W czasie zimy często zdarza się, że widzimy bezdomnych przebywających np. w pustostanach i chcielibyśmy coś dla nich zrobić.

Jak podkreśla Sebastian Marcin Wiśniewski, kierownik noclegowni dla bezdomnych kobiet (ul. Raginisa 55) i mężczyzn (ul. Sienkiewicza 81/9) prowadzonych przez Caritas Archidiecezji Białostockiej, pomoc musi być wyważona:

- Przede wszystkim pomoc musi być mądra, pełnowartościowa. Kiedy widzimy osobę potrzebującą, w zależności od okoliczności powinniśmy poinformować straż miejską lub policję czy też odpowiednie służby, np. pomoc społeczną. Działanie na własną rękę, jak przynoszenie koców czy ubrań w miejsca przebywania takich osób, nie jest dobrym pomysłem.

Caritas pomocy bezdomnym nie odmawia. Noclegownie mają swoje warunki - w okresie letnim osoba chcąca skorzystać z pomocy placówki musi być trzeźwa, w okresie zimowym dopuszczalne jest do 0,5 promila alkoholu w organizmie.

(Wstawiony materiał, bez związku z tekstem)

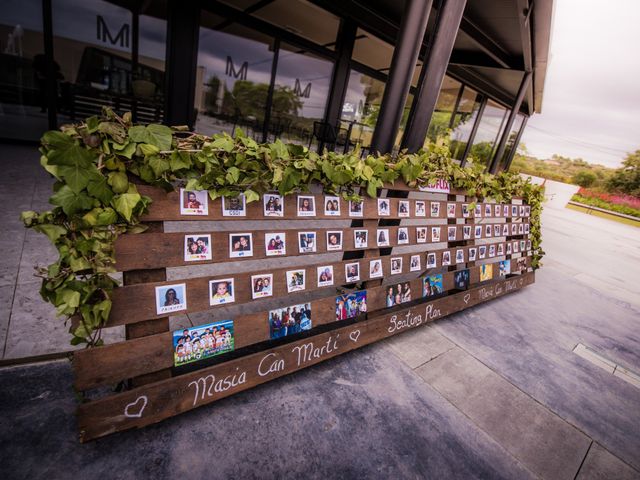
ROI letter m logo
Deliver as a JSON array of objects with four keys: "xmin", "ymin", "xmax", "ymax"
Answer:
[
  {"xmin": 96, "ymin": 15, "xmax": 129, "ymax": 48},
  {"xmin": 224, "ymin": 55, "xmax": 249, "ymax": 80},
  {"xmin": 293, "ymin": 78, "xmax": 311, "ymax": 98}
]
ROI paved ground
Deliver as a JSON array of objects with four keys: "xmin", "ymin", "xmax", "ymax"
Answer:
[{"xmin": 0, "ymin": 146, "xmax": 640, "ymax": 480}]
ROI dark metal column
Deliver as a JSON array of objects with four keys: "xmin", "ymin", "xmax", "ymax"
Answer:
[
  {"xmin": 371, "ymin": 0, "xmax": 432, "ymax": 153},
  {"xmin": 402, "ymin": 0, "xmax": 467, "ymax": 152},
  {"xmin": 489, "ymin": 72, "xmax": 532, "ymax": 174},
  {"xmin": 324, "ymin": 18, "xmax": 358, "ymax": 126},
  {"xmin": 164, "ymin": 0, "xmax": 200, "ymax": 127},
  {"xmin": 502, "ymin": 116, "xmax": 529, "ymax": 172},
  {"xmin": 460, "ymin": 97, "xmax": 489, "ymax": 167}
]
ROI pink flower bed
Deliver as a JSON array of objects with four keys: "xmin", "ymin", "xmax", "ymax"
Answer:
[{"xmin": 578, "ymin": 188, "xmax": 640, "ymax": 210}]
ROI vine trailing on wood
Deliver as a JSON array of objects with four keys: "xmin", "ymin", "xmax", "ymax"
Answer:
[{"xmin": 22, "ymin": 110, "xmax": 544, "ymax": 346}]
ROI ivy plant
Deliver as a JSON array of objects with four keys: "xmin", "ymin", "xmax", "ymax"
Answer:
[{"xmin": 22, "ymin": 109, "xmax": 544, "ymax": 346}]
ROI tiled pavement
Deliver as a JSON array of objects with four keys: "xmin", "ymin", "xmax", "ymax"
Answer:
[{"xmin": 0, "ymin": 145, "xmax": 640, "ymax": 480}]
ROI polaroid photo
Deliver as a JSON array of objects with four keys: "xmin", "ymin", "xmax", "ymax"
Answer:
[
  {"xmin": 324, "ymin": 195, "xmax": 340, "ymax": 217},
  {"xmin": 376, "ymin": 228, "xmax": 389, "ymax": 247},
  {"xmin": 184, "ymin": 234, "xmax": 211, "ymax": 262},
  {"xmin": 229, "ymin": 233, "xmax": 253, "ymax": 258},
  {"xmin": 409, "ymin": 255, "xmax": 421, "ymax": 272},
  {"xmin": 427, "ymin": 253, "xmax": 436, "ymax": 268},
  {"xmin": 317, "ymin": 265, "xmax": 333, "ymax": 287},
  {"xmin": 349, "ymin": 200, "xmax": 363, "ymax": 217},
  {"xmin": 353, "ymin": 230, "xmax": 369, "ymax": 248},
  {"xmin": 480, "ymin": 263, "xmax": 493, "ymax": 282},
  {"xmin": 180, "ymin": 188, "xmax": 209, "ymax": 215},
  {"xmin": 422, "ymin": 273, "xmax": 444, "ymax": 297},
  {"xmin": 462, "ymin": 203, "xmax": 471, "ymax": 218},
  {"xmin": 336, "ymin": 290, "xmax": 368, "ymax": 322},
  {"xmin": 156, "ymin": 283, "xmax": 187, "ymax": 315},
  {"xmin": 262, "ymin": 193, "xmax": 284, "ymax": 217},
  {"xmin": 285, "ymin": 268, "xmax": 306, "ymax": 293},
  {"xmin": 498, "ymin": 260, "xmax": 511, "ymax": 277},
  {"xmin": 378, "ymin": 198, "xmax": 391, "ymax": 217},
  {"xmin": 297, "ymin": 195, "xmax": 316, "ymax": 217},
  {"xmin": 172, "ymin": 320, "xmax": 235, "ymax": 367},
  {"xmin": 431, "ymin": 227, "xmax": 440, "ymax": 243},
  {"xmin": 209, "ymin": 278, "xmax": 236, "ymax": 305},
  {"xmin": 269, "ymin": 303, "xmax": 311, "ymax": 339},
  {"xmin": 416, "ymin": 227, "xmax": 427, "ymax": 243},
  {"xmin": 222, "ymin": 193, "xmax": 247, "ymax": 217},
  {"xmin": 447, "ymin": 203, "xmax": 456, "ymax": 218},
  {"xmin": 264, "ymin": 232, "xmax": 287, "ymax": 257},
  {"xmin": 398, "ymin": 200, "xmax": 411, "ymax": 217},
  {"xmin": 344, "ymin": 262, "xmax": 360, "ymax": 283},
  {"xmin": 369, "ymin": 259, "xmax": 383, "ymax": 278},
  {"xmin": 251, "ymin": 273, "xmax": 273, "ymax": 300},
  {"xmin": 327, "ymin": 230, "xmax": 342, "ymax": 252},
  {"xmin": 391, "ymin": 257, "xmax": 402, "ymax": 275},
  {"xmin": 398, "ymin": 227, "xmax": 409, "ymax": 245},
  {"xmin": 453, "ymin": 269, "xmax": 470, "ymax": 290},
  {"xmin": 298, "ymin": 232, "xmax": 318, "ymax": 253}
]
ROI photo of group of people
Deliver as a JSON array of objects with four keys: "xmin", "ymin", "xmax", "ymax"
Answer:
[
  {"xmin": 251, "ymin": 273, "xmax": 273, "ymax": 300},
  {"xmin": 422, "ymin": 273, "xmax": 444, "ymax": 297},
  {"xmin": 180, "ymin": 188, "xmax": 209, "ymax": 215},
  {"xmin": 229, "ymin": 233, "xmax": 253, "ymax": 258},
  {"xmin": 385, "ymin": 282, "xmax": 411, "ymax": 308},
  {"xmin": 172, "ymin": 320, "xmax": 235, "ymax": 367},
  {"xmin": 209, "ymin": 278, "xmax": 236, "ymax": 306},
  {"xmin": 156, "ymin": 283, "xmax": 187, "ymax": 315},
  {"xmin": 336, "ymin": 290, "xmax": 367, "ymax": 320},
  {"xmin": 184, "ymin": 235, "xmax": 211, "ymax": 262},
  {"xmin": 264, "ymin": 232, "xmax": 287, "ymax": 257},
  {"xmin": 269, "ymin": 303, "xmax": 311, "ymax": 339}
]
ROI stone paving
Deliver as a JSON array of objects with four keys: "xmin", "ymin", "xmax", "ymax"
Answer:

Choć warunkiem przyjęcia jest też dokument tożsamości, zdarza się, że zgłaszają się osoby nieposiadające go.

- Przyjmujemy też takie osoby, choć jest to utrudnienie, ponieważ nie mamy pewności, czy dana osoba jest tą, za którą się podaje - a tym samym nie mamy pewności, czy nie jest poszukiwana przez policję. Nie odmawiamy pomocy, a staramy się o to, aby taka osoba dokument wyrobiła - dodaje Wiśniewski.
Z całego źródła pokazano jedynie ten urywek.